Imagine you're 60 years old and take several prescriptions every day. Blue pill, red pill, a couple of white pills, each at a different hour. Patients, particularly older ones, often fail to take their meds--it's a serious health issue. Wouldn't it be amazing to just snap a picture and have each pill auto-magically identified (to make sure you're taking the right one) and logged (to make sure you're taking it at the right time)?
This is an idea we had at my startup, Iodine. More than an idea, in fact. We actually hired a computer-vision PhD and recruited a couple of other engineers to make this a reality. We spent about a year trying to work this out. But we committed the mistake of being too early. Though we made some progress--it's a really hard challenge--we couldn't get more than 80 percent of the way there. And in software, that last 20 percent takes 80 percent of your effort.
We'd been caught in a swoon--enraptured by a shiny new technology without understanding that, for our firm of just eight or nine people, it was beyond our capacity, tangential to our mission, and distracting to our team. It's a bit embarrassing to admit this, but I'm hardly alone. In Silicon Valley, swooning startups are about as common as Teslas. Here, if you're not in a swoon, you're not really trying.
Everyone is talking about virtual reality and augmented reality and artificial intelligence and deep learning (not using those actual words, but rather "VR" and "AR" and "AI" and "DL"). One accounting puts the number of AI startups in health care, where I compete, at more than 100. AI is everywhere else, too. It seems if you don't have a chatbot strategy in 2017, you're so flip phone.
Why are so many startups in an AI swoon? Timing. It's exceptionally hard to get the timing right, especially for a small company with a ticking clock and shrinking capital. A couple of years ago, all the cool kids were chasing VR--raising money, building prototypes, waiting for the billions to roll in. Today, many of those startups have gone into "cockroach mode" as they wait for some bona fide consumer demand for their toys.
Tech progress usually moves along a path from science to technology to industry to culture. It typically starts with a lab discovery: the semiconductor, an algorithm. From there, it gets turned into a technology--a tool that can be tested and developed. Next, it moves to industrial applications, and finally, once it has consumer utility, it reaches the culture at large. Computers took 40 years to move from lab to home; robotics, though, have so far had only industrial impact. (No, Roomba doesn't count.)

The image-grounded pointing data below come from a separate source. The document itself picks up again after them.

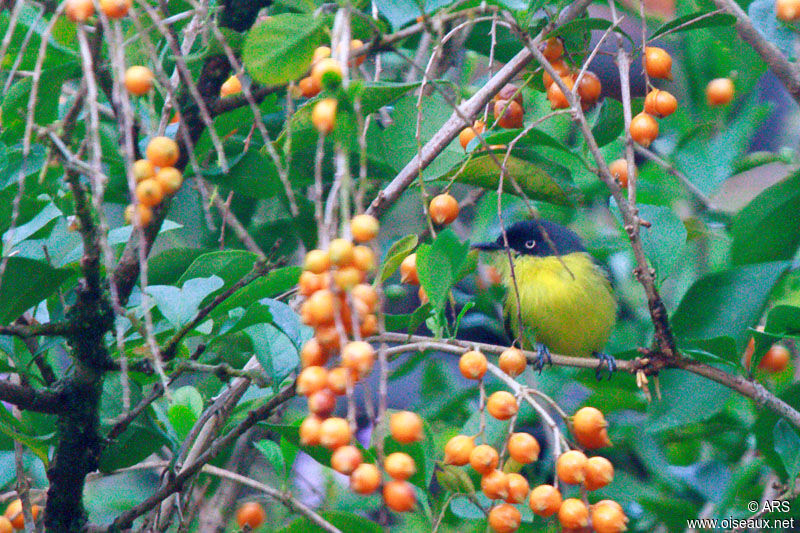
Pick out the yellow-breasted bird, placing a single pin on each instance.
(567, 299)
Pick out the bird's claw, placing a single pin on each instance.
(610, 364)
(542, 357)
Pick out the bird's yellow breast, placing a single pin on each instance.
(571, 311)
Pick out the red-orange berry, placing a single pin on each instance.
(502, 405)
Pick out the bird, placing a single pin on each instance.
(568, 303)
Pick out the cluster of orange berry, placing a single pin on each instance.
(81, 10)
(156, 177)
(572, 467)
(589, 86)
(13, 519)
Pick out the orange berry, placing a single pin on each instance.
(483, 458)
(608, 517)
(776, 359)
(557, 98)
(170, 179)
(590, 88)
(458, 449)
(149, 193)
(322, 402)
(138, 80)
(231, 86)
(341, 252)
(334, 433)
(310, 430)
(308, 87)
(472, 364)
(571, 467)
(589, 426)
(512, 362)
(143, 170)
(467, 134)
(367, 295)
(508, 114)
(599, 473)
(14, 513)
(323, 116)
(619, 171)
(495, 485)
(250, 514)
(787, 10)
(518, 488)
(573, 514)
(657, 63)
(502, 405)
(399, 496)
(406, 427)
(561, 68)
(719, 91)
(509, 92)
(145, 215)
(346, 459)
(78, 11)
(660, 103)
(311, 380)
(545, 500)
(504, 518)
(115, 9)
(365, 479)
(408, 270)
(364, 258)
(443, 209)
(327, 72)
(358, 356)
(644, 129)
(553, 48)
(364, 227)
(162, 152)
(317, 261)
(523, 448)
(399, 466)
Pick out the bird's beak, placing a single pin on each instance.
(487, 246)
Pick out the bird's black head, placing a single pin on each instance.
(528, 238)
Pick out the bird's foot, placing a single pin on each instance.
(542, 357)
(610, 364)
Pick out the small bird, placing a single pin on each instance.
(567, 300)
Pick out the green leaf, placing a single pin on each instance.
(718, 19)
(766, 229)
(787, 445)
(439, 264)
(726, 303)
(272, 451)
(279, 49)
(401, 249)
(26, 283)
(179, 306)
(538, 177)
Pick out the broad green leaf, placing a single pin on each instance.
(272, 451)
(26, 283)
(539, 178)
(766, 229)
(439, 264)
(279, 49)
(787, 445)
(397, 252)
(726, 303)
(708, 21)
(179, 306)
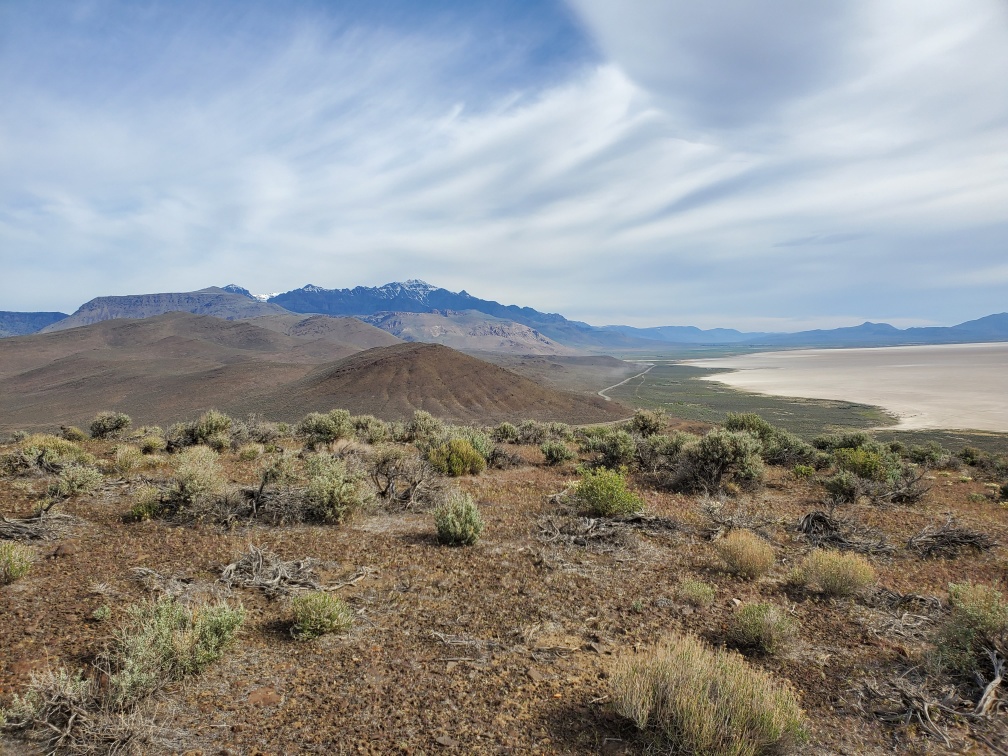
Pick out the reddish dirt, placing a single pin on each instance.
(503, 647)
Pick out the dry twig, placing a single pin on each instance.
(824, 529)
(271, 575)
(949, 540)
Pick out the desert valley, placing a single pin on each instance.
(230, 527)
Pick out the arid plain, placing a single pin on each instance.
(949, 386)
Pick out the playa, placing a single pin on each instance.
(957, 386)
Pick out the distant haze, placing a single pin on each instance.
(777, 165)
(955, 386)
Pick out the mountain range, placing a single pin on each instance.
(416, 310)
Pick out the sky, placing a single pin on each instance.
(774, 165)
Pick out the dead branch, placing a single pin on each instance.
(904, 704)
(824, 529)
(949, 540)
(989, 697)
(42, 526)
(155, 583)
(725, 520)
(265, 571)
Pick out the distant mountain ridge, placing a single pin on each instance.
(410, 309)
(415, 295)
(212, 300)
(23, 324)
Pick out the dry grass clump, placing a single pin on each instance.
(146, 504)
(695, 592)
(15, 561)
(163, 640)
(836, 574)
(45, 453)
(604, 493)
(319, 613)
(458, 520)
(320, 428)
(761, 627)
(706, 702)
(74, 480)
(126, 459)
(199, 475)
(745, 553)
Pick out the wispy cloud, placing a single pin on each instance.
(671, 163)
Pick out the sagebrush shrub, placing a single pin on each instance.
(49, 453)
(164, 640)
(721, 455)
(334, 493)
(107, 424)
(15, 560)
(423, 426)
(457, 457)
(319, 427)
(370, 429)
(843, 487)
(399, 476)
(506, 432)
(147, 504)
(777, 447)
(852, 439)
(126, 459)
(152, 444)
(977, 621)
(319, 613)
(458, 520)
(647, 422)
(556, 453)
(836, 574)
(604, 493)
(696, 592)
(761, 627)
(73, 433)
(707, 702)
(745, 553)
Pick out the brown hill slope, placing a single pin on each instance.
(393, 381)
(209, 301)
(160, 369)
(168, 368)
(469, 331)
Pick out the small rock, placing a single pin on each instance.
(264, 697)
(67, 548)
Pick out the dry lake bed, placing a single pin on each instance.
(956, 386)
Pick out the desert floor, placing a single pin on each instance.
(952, 386)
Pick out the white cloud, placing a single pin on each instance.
(728, 164)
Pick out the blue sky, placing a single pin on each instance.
(771, 165)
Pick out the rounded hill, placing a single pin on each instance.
(393, 381)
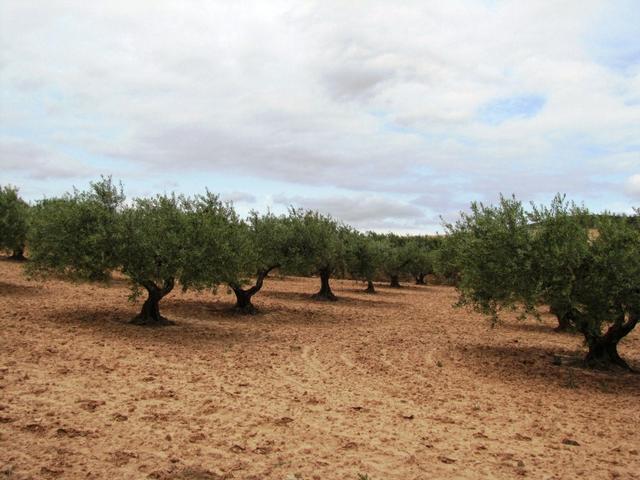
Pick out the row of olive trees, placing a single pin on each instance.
(200, 243)
(585, 267)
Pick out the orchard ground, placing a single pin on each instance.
(397, 385)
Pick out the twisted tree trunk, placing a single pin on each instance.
(18, 254)
(603, 349)
(564, 314)
(370, 288)
(325, 292)
(243, 296)
(150, 313)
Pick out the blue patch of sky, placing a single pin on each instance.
(500, 110)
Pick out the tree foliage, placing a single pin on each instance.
(13, 222)
(512, 258)
(364, 257)
(77, 235)
(316, 244)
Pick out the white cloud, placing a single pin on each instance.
(376, 97)
(633, 186)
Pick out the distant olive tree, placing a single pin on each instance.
(365, 253)
(13, 222)
(510, 258)
(420, 250)
(396, 258)
(261, 248)
(316, 244)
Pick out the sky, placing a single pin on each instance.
(389, 115)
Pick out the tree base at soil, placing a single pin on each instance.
(151, 322)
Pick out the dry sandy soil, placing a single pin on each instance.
(396, 386)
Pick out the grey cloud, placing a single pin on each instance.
(38, 163)
(354, 81)
(632, 186)
(357, 209)
(239, 197)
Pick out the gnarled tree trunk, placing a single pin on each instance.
(18, 254)
(150, 313)
(244, 295)
(325, 292)
(370, 288)
(603, 349)
(564, 314)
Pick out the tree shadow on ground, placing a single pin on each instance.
(107, 322)
(269, 314)
(372, 301)
(18, 290)
(526, 364)
(532, 326)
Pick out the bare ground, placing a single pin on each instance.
(398, 386)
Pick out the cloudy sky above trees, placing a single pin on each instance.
(384, 114)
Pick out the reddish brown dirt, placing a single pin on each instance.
(398, 386)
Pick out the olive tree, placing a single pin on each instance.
(260, 247)
(560, 235)
(316, 244)
(76, 236)
(13, 222)
(420, 250)
(396, 258)
(156, 242)
(510, 258)
(364, 257)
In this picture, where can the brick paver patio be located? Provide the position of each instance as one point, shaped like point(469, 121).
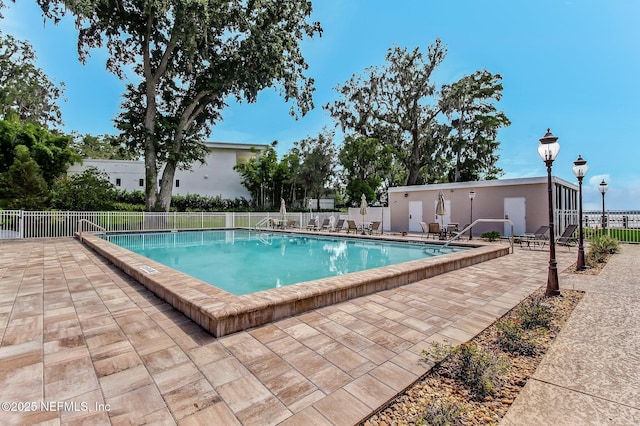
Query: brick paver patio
point(98, 348)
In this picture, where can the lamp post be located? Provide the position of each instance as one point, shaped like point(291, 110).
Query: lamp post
point(548, 151)
point(472, 195)
point(383, 201)
point(603, 188)
point(580, 169)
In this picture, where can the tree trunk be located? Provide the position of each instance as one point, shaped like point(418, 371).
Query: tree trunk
point(163, 202)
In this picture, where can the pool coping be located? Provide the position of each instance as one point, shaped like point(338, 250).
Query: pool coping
point(221, 313)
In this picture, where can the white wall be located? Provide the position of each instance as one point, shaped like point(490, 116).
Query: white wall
point(215, 177)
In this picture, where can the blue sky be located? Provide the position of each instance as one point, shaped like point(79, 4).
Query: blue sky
point(570, 65)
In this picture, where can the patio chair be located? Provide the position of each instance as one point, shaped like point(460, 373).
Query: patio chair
point(567, 238)
point(375, 227)
point(425, 229)
point(434, 229)
point(458, 232)
point(351, 226)
point(538, 237)
point(313, 224)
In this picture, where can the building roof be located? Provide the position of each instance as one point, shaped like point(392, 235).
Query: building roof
point(483, 184)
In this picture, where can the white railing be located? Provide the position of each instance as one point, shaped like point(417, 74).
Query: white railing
point(18, 224)
point(623, 225)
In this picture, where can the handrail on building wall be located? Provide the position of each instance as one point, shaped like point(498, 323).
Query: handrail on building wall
point(511, 238)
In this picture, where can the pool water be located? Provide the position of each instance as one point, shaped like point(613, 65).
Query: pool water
point(242, 261)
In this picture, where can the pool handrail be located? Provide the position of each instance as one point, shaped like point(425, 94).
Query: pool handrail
point(511, 239)
point(80, 227)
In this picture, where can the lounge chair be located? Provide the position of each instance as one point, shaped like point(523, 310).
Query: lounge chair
point(538, 237)
point(458, 232)
point(375, 227)
point(434, 229)
point(425, 228)
point(567, 239)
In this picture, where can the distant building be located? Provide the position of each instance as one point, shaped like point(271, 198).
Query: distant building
point(215, 177)
point(524, 201)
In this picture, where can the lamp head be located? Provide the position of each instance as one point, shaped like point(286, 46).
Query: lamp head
point(549, 147)
point(603, 187)
point(580, 167)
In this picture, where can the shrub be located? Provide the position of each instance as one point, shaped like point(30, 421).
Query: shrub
point(477, 368)
point(88, 191)
point(536, 312)
point(491, 235)
point(441, 413)
point(511, 338)
point(600, 247)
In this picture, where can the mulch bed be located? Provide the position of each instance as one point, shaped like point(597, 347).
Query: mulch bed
point(408, 408)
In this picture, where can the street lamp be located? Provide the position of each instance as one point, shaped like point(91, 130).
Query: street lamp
point(580, 169)
point(603, 188)
point(548, 151)
point(472, 195)
point(383, 200)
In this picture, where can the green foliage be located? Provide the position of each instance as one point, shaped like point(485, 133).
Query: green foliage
point(107, 147)
point(491, 235)
point(432, 133)
point(511, 338)
point(190, 58)
point(477, 368)
point(475, 121)
point(317, 164)
point(364, 161)
point(535, 312)
point(88, 191)
point(600, 247)
point(441, 413)
point(25, 90)
point(51, 151)
point(22, 186)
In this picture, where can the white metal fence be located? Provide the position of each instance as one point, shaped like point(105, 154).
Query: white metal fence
point(622, 225)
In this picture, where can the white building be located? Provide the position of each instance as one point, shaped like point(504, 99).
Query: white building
point(216, 177)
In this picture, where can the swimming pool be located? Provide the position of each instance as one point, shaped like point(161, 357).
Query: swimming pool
point(221, 313)
point(245, 261)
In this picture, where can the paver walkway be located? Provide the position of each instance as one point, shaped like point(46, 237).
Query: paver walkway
point(86, 344)
point(591, 374)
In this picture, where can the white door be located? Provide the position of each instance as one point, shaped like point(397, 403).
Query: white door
point(515, 209)
point(415, 216)
point(444, 220)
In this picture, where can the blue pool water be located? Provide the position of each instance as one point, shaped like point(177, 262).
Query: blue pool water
point(242, 261)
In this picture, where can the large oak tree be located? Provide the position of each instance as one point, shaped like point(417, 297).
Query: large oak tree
point(399, 105)
point(191, 56)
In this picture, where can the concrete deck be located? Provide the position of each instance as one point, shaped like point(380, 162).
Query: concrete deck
point(591, 375)
point(82, 343)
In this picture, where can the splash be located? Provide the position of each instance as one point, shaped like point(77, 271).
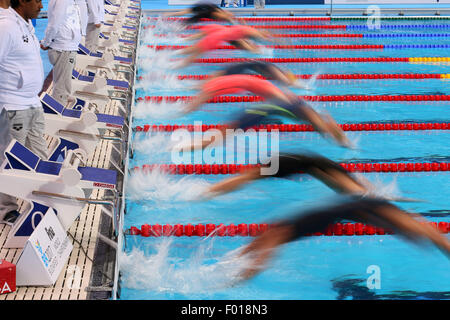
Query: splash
point(152, 110)
point(381, 189)
point(159, 186)
point(151, 59)
point(152, 143)
point(202, 272)
point(162, 80)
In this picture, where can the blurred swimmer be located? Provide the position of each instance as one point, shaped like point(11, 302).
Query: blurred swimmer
point(265, 69)
point(238, 83)
point(321, 168)
point(376, 212)
point(204, 11)
point(235, 35)
point(296, 109)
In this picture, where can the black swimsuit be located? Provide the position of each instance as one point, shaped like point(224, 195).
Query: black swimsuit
point(260, 113)
point(364, 210)
point(262, 68)
point(294, 163)
point(202, 11)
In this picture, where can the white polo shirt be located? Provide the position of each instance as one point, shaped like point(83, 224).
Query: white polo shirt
point(82, 5)
point(63, 30)
point(21, 69)
point(96, 10)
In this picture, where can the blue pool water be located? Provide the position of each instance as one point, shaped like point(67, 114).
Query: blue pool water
point(315, 267)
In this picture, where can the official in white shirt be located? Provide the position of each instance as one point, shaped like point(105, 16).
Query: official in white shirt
point(82, 5)
point(4, 4)
point(62, 37)
point(22, 76)
point(96, 15)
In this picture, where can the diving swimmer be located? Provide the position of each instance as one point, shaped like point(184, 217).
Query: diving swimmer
point(376, 212)
point(295, 109)
point(321, 168)
point(237, 35)
point(204, 11)
point(264, 69)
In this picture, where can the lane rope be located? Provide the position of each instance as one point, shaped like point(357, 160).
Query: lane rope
point(233, 99)
point(386, 126)
point(319, 47)
point(354, 76)
point(328, 60)
point(345, 35)
point(253, 230)
point(362, 167)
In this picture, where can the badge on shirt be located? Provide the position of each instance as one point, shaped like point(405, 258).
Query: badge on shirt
point(17, 126)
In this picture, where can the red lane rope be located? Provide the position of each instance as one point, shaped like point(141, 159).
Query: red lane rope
point(256, 18)
point(351, 167)
point(232, 99)
point(356, 76)
point(253, 230)
point(312, 47)
point(304, 60)
point(304, 127)
point(296, 35)
point(295, 26)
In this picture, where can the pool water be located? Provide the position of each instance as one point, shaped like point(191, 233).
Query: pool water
point(317, 267)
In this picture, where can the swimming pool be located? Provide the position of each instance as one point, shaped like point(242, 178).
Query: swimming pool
point(317, 267)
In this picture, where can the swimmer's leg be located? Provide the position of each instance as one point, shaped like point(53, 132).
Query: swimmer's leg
point(394, 218)
point(199, 100)
point(231, 184)
point(187, 61)
point(339, 181)
point(323, 126)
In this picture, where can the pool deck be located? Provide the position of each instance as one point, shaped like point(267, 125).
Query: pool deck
point(92, 222)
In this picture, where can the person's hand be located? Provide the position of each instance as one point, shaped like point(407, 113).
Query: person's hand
point(262, 249)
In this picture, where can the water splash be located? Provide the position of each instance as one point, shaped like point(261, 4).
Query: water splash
point(162, 80)
point(380, 188)
point(159, 186)
point(150, 60)
point(153, 144)
point(153, 110)
point(200, 273)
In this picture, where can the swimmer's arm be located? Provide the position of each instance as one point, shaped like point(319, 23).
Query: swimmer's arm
point(231, 184)
point(195, 36)
point(178, 13)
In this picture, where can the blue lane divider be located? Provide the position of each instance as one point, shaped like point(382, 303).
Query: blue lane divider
point(416, 46)
point(400, 26)
point(404, 35)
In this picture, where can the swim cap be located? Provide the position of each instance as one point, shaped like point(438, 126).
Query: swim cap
point(291, 76)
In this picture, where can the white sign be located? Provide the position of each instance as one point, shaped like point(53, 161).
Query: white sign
point(191, 2)
point(425, 2)
point(45, 254)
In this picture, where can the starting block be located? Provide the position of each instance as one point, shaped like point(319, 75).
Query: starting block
point(109, 63)
point(49, 185)
point(83, 127)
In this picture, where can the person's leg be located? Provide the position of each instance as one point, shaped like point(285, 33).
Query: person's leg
point(92, 37)
point(7, 202)
point(63, 63)
point(35, 140)
point(321, 125)
point(199, 100)
point(399, 220)
point(231, 184)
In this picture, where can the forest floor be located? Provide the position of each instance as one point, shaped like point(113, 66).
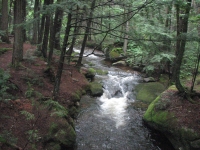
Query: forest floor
point(31, 82)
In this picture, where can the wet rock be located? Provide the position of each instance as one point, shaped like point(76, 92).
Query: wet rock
point(149, 79)
point(147, 92)
point(119, 63)
point(61, 135)
point(96, 89)
point(160, 118)
point(88, 73)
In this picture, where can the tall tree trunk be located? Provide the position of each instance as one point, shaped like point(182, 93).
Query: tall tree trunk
point(41, 30)
point(182, 27)
point(18, 40)
point(53, 31)
point(62, 58)
point(126, 38)
point(58, 24)
point(36, 22)
point(4, 22)
point(76, 31)
point(87, 30)
point(24, 20)
point(46, 32)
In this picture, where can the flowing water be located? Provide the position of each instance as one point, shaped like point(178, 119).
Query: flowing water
point(110, 122)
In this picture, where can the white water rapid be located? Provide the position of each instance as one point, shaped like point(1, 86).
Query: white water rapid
point(111, 122)
point(116, 97)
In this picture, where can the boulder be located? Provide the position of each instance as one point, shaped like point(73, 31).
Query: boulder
point(120, 63)
point(149, 79)
point(96, 89)
point(61, 135)
point(160, 116)
point(88, 73)
point(147, 92)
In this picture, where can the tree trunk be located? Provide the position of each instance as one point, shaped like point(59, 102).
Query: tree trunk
point(53, 32)
point(4, 22)
point(126, 38)
point(41, 31)
point(18, 40)
point(76, 31)
point(58, 24)
point(46, 32)
point(36, 22)
point(87, 30)
point(62, 58)
point(24, 20)
point(182, 26)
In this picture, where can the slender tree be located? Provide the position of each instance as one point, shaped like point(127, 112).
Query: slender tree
point(36, 22)
point(46, 31)
point(18, 30)
point(62, 58)
point(87, 30)
point(182, 27)
point(4, 22)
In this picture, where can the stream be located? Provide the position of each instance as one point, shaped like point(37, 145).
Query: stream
point(110, 122)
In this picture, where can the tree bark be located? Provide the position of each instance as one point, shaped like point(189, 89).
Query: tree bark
point(36, 22)
point(182, 27)
point(24, 20)
point(41, 30)
point(62, 58)
point(53, 31)
point(87, 30)
point(4, 22)
point(46, 32)
point(18, 40)
point(58, 24)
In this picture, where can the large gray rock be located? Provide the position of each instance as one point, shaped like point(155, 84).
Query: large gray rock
point(120, 63)
point(161, 117)
point(96, 89)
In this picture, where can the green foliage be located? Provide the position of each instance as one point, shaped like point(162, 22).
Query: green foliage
point(30, 91)
point(29, 116)
point(33, 137)
point(7, 137)
point(5, 86)
point(58, 109)
point(3, 50)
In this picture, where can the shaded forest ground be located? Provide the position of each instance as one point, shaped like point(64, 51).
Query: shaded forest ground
point(32, 85)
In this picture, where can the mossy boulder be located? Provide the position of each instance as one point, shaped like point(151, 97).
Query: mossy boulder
point(61, 135)
point(159, 117)
point(96, 89)
point(147, 92)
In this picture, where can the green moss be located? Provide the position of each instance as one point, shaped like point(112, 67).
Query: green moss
point(96, 89)
point(164, 79)
point(158, 117)
point(92, 70)
point(77, 95)
point(114, 54)
point(188, 134)
point(3, 50)
point(118, 50)
point(97, 71)
point(147, 92)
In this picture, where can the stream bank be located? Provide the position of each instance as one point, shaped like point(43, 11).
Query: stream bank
point(111, 121)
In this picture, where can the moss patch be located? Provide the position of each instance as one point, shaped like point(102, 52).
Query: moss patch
point(147, 92)
point(96, 89)
point(158, 117)
point(3, 50)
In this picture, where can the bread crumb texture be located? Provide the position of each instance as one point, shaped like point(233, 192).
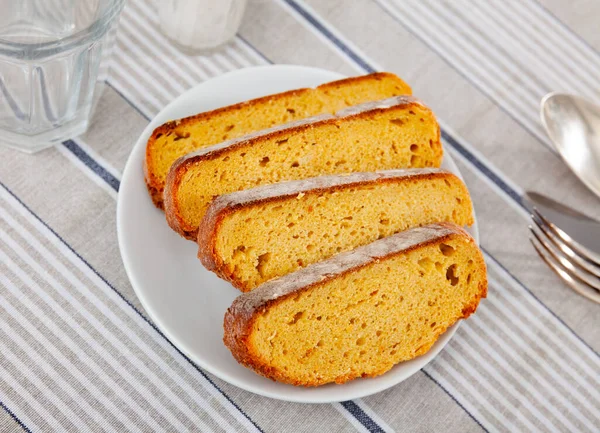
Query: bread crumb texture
point(265, 239)
point(364, 322)
point(177, 138)
point(405, 134)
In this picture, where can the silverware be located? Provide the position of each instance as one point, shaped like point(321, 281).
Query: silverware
point(579, 227)
point(576, 265)
point(573, 125)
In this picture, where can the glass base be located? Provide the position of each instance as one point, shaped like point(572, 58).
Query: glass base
point(34, 143)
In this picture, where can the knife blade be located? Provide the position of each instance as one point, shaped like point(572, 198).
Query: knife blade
point(582, 228)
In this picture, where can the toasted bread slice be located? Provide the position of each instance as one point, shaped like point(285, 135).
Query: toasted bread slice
point(399, 132)
point(176, 138)
point(361, 312)
point(251, 236)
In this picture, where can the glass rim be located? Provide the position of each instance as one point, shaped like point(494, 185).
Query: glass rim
point(94, 29)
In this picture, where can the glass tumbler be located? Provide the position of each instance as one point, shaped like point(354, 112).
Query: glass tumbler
point(53, 64)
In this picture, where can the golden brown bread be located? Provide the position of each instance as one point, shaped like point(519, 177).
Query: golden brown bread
point(251, 236)
point(360, 312)
point(399, 132)
point(176, 138)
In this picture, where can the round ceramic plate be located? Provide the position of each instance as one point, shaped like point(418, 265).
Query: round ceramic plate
point(186, 301)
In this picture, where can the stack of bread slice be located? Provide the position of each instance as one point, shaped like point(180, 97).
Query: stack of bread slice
point(328, 207)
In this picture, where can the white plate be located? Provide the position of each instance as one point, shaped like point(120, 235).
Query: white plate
point(186, 301)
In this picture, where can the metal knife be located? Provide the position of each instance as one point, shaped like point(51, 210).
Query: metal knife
point(581, 228)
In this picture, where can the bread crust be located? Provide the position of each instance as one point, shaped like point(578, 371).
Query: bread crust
point(239, 321)
point(220, 208)
point(181, 165)
point(155, 186)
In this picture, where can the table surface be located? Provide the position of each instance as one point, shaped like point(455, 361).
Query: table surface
point(76, 350)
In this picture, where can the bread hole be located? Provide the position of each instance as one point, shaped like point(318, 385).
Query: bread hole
point(180, 135)
point(239, 250)
point(261, 264)
point(451, 275)
point(447, 250)
point(426, 263)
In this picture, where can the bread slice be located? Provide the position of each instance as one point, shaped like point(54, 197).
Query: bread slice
point(360, 312)
point(176, 138)
point(251, 236)
point(394, 133)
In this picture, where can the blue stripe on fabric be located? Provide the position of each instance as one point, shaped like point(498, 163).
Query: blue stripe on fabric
point(455, 399)
point(16, 418)
point(500, 265)
point(362, 417)
point(130, 304)
point(484, 169)
point(92, 164)
point(476, 85)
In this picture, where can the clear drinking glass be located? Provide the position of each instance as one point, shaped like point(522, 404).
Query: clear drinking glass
point(53, 64)
point(200, 25)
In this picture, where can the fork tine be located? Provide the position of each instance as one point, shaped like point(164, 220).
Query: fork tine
point(578, 273)
point(565, 249)
point(583, 289)
point(583, 252)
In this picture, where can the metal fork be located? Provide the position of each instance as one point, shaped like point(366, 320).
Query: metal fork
point(578, 267)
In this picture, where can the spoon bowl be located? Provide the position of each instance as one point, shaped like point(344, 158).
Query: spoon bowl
point(573, 125)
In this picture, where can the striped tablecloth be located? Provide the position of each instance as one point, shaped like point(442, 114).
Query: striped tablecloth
point(77, 352)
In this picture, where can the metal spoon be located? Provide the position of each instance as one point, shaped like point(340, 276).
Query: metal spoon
point(573, 125)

In theory, it's possible for a startup to capitalize on an innovation at any point along this arc, so long as you know what you're gunning for. But for startups chasing this dragon, it's just so easy to be outflanked and outmatched. In our case, we so loved the idea of offering photo identification that we didn't really think through the consequences. Given our size, we could either build a consumer website or a deep-learning company, but not both. And if we wanted to do the latter, we should've not only started with a different team but also chosen different investors, a different business model, and so on. Thankfully, we put the computer-vision project on hold--and then we shelved it altogether.
Shaking off the swoon, we focused on a proven technology called a website. Much less sexy, but it turns out that's where our market is: millions of people who just want better information about their medications, at the right time. A superintelligent, computer-vision technology with machine-learning capabilities? Sounds like a great idea. It's all yours.